BESCHWERDEKAMMERN
Mitteilungen der Großen Beschwerdekammer
Mitteilung der Großen Beschwerdekammer zu dem Verfahren G 1/04
Der Präsident des Europäischen Patentamts hat der Großen Beschwerdekammer Rechtsfragen, die die Auslegung des Begriffs „Diagnostizierverfahren, die am menschlichen oder tierischen Körper vorgenommen werden" im Sinne von Artikel 52 (4) EPÜ betreffen, gemäß Artikel 112 (1) b) EPÜ vorgelegt. Das Verfahren ist unter dem Aktenzeichen G 1/04 anhängig.
Die Vorlagefragen sind:
1a. Sind "Diagnostizierverfahren, die am menschlichen oder tierischen Körper vorgenommen werden", im Sinne von Artikel 52 (4) EPÜ (im folgenden: "Diagnostizierverfahren") nur solche Verfahren, die alle beim Stellen einer ärztlichen Diagnose auszuführenden Verfahrensschritte enthalten, d. h. die Untersuchungsphase mit der Sammlung der einschlägigen Daten, den Vergleich der gewonnenen Untersuchungsdaten mit den Normwerten, die Feststellung einer signifikanten Abweichung (eines Symptoms) bei diesem Vergleich und schließlich die Zuordnung der Abweichung zu einem bestimmten Krankheitsbild (die deduktive medizinische Entscheidungsphase), oder
1b. liegt ein "Diagnostizierverfahren" bereits dann vor, wenn das beanspruchte Verfahren nur einen Verfahrensschritt enthält, der Diagnosezwecken dient oder sich auf die Diagnose bezieht?

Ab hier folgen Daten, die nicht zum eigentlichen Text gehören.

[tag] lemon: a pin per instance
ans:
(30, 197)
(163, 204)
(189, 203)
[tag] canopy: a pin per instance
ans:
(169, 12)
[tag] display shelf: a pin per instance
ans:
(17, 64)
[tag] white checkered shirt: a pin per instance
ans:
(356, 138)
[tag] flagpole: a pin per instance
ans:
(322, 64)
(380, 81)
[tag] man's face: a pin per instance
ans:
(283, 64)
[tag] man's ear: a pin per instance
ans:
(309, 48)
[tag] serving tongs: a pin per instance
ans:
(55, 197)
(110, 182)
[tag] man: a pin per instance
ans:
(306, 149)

2. Falls die Frage 1b) bejaht wird: Muß das beanspruchte Verfahren ausschließlich zu Diagnosezwecken einsetzbar sein oder sich ausschließlich auf die Diagnose beziehen? Nach welchen Kriterien ist dies zu beurteilen?

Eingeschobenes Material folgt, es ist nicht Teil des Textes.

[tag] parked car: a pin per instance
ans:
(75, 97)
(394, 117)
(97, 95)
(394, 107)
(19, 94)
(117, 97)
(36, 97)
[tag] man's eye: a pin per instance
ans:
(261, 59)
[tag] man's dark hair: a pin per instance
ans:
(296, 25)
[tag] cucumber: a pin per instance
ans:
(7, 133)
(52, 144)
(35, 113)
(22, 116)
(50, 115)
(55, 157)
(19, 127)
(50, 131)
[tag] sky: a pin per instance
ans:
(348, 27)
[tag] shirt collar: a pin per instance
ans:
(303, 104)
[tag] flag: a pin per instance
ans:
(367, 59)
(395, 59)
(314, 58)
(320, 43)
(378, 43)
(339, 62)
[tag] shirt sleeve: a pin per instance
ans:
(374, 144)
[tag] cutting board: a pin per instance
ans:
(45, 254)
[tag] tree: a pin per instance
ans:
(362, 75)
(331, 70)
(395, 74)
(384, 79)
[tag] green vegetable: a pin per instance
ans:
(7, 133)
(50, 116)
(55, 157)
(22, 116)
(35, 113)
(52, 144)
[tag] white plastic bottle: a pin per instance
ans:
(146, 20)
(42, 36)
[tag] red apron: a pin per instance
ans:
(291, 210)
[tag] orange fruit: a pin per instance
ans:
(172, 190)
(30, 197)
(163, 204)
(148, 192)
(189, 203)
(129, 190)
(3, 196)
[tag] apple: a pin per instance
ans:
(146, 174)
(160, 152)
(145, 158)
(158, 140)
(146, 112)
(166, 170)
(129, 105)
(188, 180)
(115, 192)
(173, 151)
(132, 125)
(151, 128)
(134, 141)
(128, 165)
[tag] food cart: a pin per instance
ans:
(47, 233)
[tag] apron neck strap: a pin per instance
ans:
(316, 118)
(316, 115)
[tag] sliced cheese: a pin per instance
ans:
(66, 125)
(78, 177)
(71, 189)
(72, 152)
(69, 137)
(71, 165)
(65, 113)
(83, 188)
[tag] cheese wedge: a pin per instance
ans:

3a. Liegt ein "Diagnostizierverfahren" bereits dann vor, wenn
i) das beanspruchte Verfahren zumindest einen für das Vorliegen eines Diagnostizierverfahrens als wesentlich erachteten Verfahrensschritt enthält, der die persönliche Anwesenheit eines Arztes erfordert (Alternative 1), oder
ii) das beanspruchte Verfahren zwar nicht die persönliche Anwesenheit eines Arztes erfordert, aber voraussetzt, daß ein Arzt die Verantwortung trägt (Alternative 2), oder
iii) alle Verfahrensschritte auch oder nur von medizinischem oder technischem Hilfspersonal, vom Patienten selbst oder von einem automatisierten System vorgenommen werden können (Alternative 3)?

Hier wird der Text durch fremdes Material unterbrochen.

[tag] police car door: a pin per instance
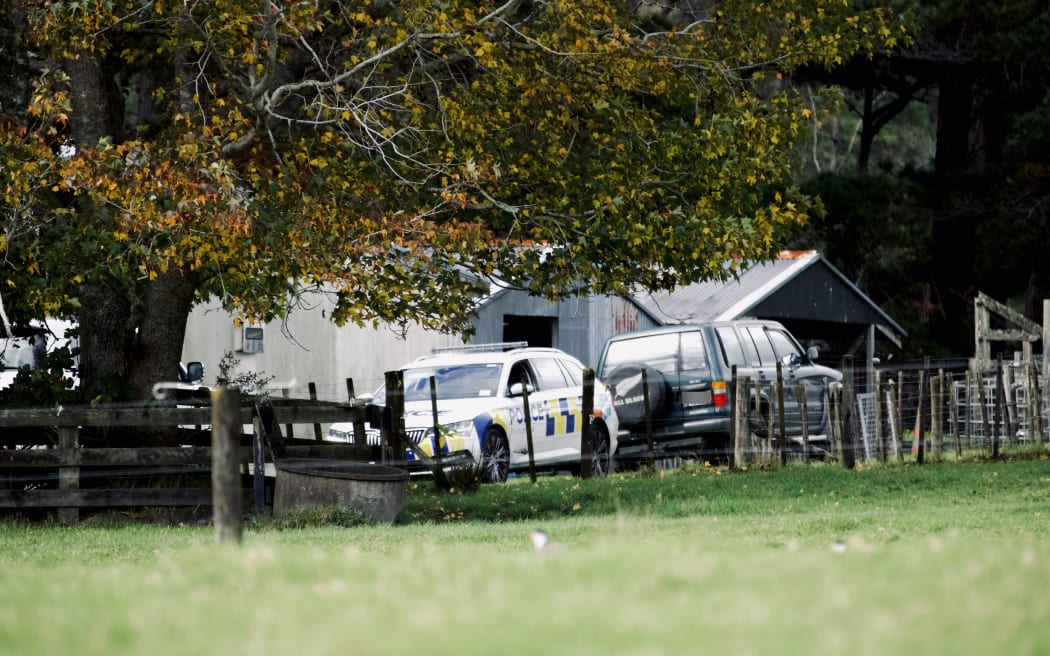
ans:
(564, 398)
(537, 415)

3b. Falls die Beteiligung eines Arztes (durch persönliche Anwesenheit oder Tragen der Verantwortung) entscheidend ist, muß der Arzt dann an dem Verfahrensschritt beteiligt sein, der am Körper vorgenommen wird, oder muß der Arzt nur an irgendeinem für ein Diagnostizierverfahren als wesentlich erachteten Verfahrensschritt beteiligt sein?
4. Bedeutet das Erfordernis "am menschlichen oder tierischen Körper vorgenommen", daß Verfahrensschritte in direktem Kontakt mit dem Körper erfolgen, und können nur solche Schritte, die unmittelbar am Körper vorgenommen werden, einem Verfahren den Charakter eines Diagnostizierverfahrens verleihen oder genügt es, wenn wenigstens einer der Verfahrensschritte unmittelbar am Körper vorgenommen wird?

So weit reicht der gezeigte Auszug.